Then one day in the fall of 1975, a friend suggested he come out to California. “I turned around and looked and thought I was back in Europe. The mountains nearby, the weather, the different people . . . I loved it,” he says. He brought his family out for Christmas and the kids loved it. “No snow,” he says succinctly. He found his Vermont Avenue location and by April of 1976 Giovanni was back in business.

Now from Giovanni’s point of view, the location was ideal. Vermont is a heavy traffic street and Los Angeles City College across the way meant a constant supply of hungry students. The nearest competing pizza parlor was miles away and, while the neighborhood was Mexican, New York’s Puerto Rican population eats pizza all the time. How was he to know Latinos are not so eclectic?

While business started slowly, within a year Giovanni was doing well, with every expectation of doing better as time went on and his reputation spread. He could almost visualize a fleet of gleaming delivery trucks. Then George Deukmejian got elected governor.

In the fall of 1982, LACC had an all-time high enrollment of 20,169. Since then, it has plummeted to a low in 1985 of 13,743. (It was up a few hundred in 1986, an election year.) The governor’s severe cuts in the community college system budget, combined with a scarcity of student loans, is generally credited with causing this statewide trend. Educators speculate on what this means to future generations of California college students, but Giovanni will tell you directly what the effect on his pizza business has been. “It’s cut it almost in half.” Not only are there fewer students--but the ones that are left pay more tuition. And the first thing a college student thinks of when he needs to economize is packing his own lunch.

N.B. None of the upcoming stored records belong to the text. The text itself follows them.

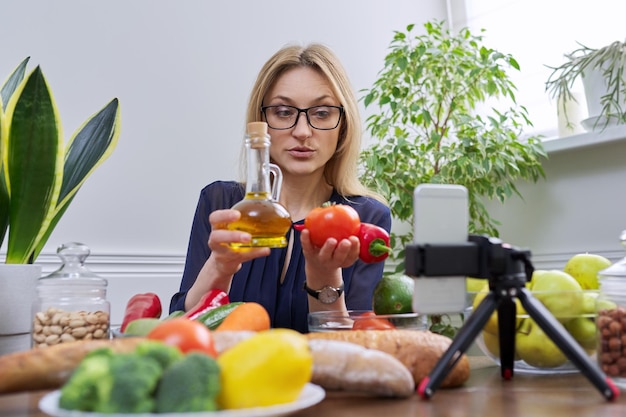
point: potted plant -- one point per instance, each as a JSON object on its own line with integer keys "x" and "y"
{"x": 602, "y": 74}
{"x": 39, "y": 176}
{"x": 434, "y": 124}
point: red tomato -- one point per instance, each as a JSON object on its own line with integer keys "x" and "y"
{"x": 185, "y": 334}
{"x": 338, "y": 221}
{"x": 371, "y": 323}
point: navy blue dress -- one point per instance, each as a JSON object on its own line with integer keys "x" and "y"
{"x": 259, "y": 280}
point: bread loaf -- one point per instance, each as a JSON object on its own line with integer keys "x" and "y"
{"x": 50, "y": 367}
{"x": 419, "y": 351}
{"x": 350, "y": 367}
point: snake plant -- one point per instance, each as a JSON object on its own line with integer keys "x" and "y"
{"x": 40, "y": 173}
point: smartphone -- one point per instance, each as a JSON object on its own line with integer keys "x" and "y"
{"x": 440, "y": 216}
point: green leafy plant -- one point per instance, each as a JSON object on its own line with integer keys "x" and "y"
{"x": 583, "y": 61}
{"x": 39, "y": 173}
{"x": 434, "y": 125}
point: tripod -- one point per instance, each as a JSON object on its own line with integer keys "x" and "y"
{"x": 507, "y": 271}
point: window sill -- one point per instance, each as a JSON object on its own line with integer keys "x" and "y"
{"x": 583, "y": 140}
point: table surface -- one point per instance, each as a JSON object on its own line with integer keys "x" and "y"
{"x": 484, "y": 394}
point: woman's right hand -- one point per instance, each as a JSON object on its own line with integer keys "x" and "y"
{"x": 224, "y": 258}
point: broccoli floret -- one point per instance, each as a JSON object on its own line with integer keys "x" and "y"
{"x": 162, "y": 353}
{"x": 130, "y": 386}
{"x": 191, "y": 384}
{"x": 80, "y": 392}
{"x": 112, "y": 383}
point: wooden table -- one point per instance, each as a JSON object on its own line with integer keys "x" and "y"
{"x": 485, "y": 394}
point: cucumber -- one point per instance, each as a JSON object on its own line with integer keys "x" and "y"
{"x": 215, "y": 317}
{"x": 174, "y": 314}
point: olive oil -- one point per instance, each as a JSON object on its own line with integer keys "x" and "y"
{"x": 261, "y": 214}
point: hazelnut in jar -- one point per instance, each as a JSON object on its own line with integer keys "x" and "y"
{"x": 611, "y": 320}
{"x": 71, "y": 302}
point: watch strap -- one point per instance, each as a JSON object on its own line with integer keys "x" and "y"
{"x": 316, "y": 293}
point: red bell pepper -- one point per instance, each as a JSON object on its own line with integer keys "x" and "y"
{"x": 212, "y": 299}
{"x": 146, "y": 305}
{"x": 375, "y": 246}
{"x": 375, "y": 243}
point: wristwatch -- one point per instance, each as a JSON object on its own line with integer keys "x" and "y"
{"x": 326, "y": 295}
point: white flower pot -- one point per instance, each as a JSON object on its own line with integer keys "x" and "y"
{"x": 17, "y": 292}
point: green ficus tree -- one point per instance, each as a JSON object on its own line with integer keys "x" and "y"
{"x": 435, "y": 124}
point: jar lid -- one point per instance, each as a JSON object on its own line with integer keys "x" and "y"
{"x": 618, "y": 269}
{"x": 73, "y": 270}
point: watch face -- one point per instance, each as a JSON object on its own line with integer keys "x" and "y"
{"x": 328, "y": 295}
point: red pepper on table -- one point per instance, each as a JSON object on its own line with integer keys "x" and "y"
{"x": 146, "y": 305}
{"x": 212, "y": 299}
{"x": 375, "y": 246}
{"x": 369, "y": 321}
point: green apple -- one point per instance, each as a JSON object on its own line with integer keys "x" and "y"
{"x": 141, "y": 327}
{"x": 583, "y": 330}
{"x": 535, "y": 348}
{"x": 584, "y": 267}
{"x": 559, "y": 292}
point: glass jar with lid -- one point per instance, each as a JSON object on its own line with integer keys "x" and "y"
{"x": 611, "y": 320}
{"x": 71, "y": 302}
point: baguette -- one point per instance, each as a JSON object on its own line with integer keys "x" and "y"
{"x": 350, "y": 367}
{"x": 50, "y": 367}
{"x": 419, "y": 351}
{"x": 345, "y": 366}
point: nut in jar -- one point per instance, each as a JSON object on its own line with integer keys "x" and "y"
{"x": 612, "y": 346}
{"x": 71, "y": 302}
{"x": 55, "y": 326}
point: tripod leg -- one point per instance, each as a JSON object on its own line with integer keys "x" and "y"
{"x": 459, "y": 345}
{"x": 567, "y": 344}
{"x": 506, "y": 332}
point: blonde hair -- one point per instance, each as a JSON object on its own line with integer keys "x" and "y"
{"x": 341, "y": 171}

So, until such time as the Democrats elect a free-spender, Giovanni’s pizza is available at bargain prices. A slice costs $1, with 25 cents for each additional garnish (no pineapple). A regular pie costs $6.50, $7.50 with one garnish. Large pies cost $7.50 and $8.95 with a garnish. Giovanni also serves meatball and sausage sandwiches at $2.95 and take-out dinners of spaghetti, baked ziti or manicotti starting at $3.25 up to $4.25.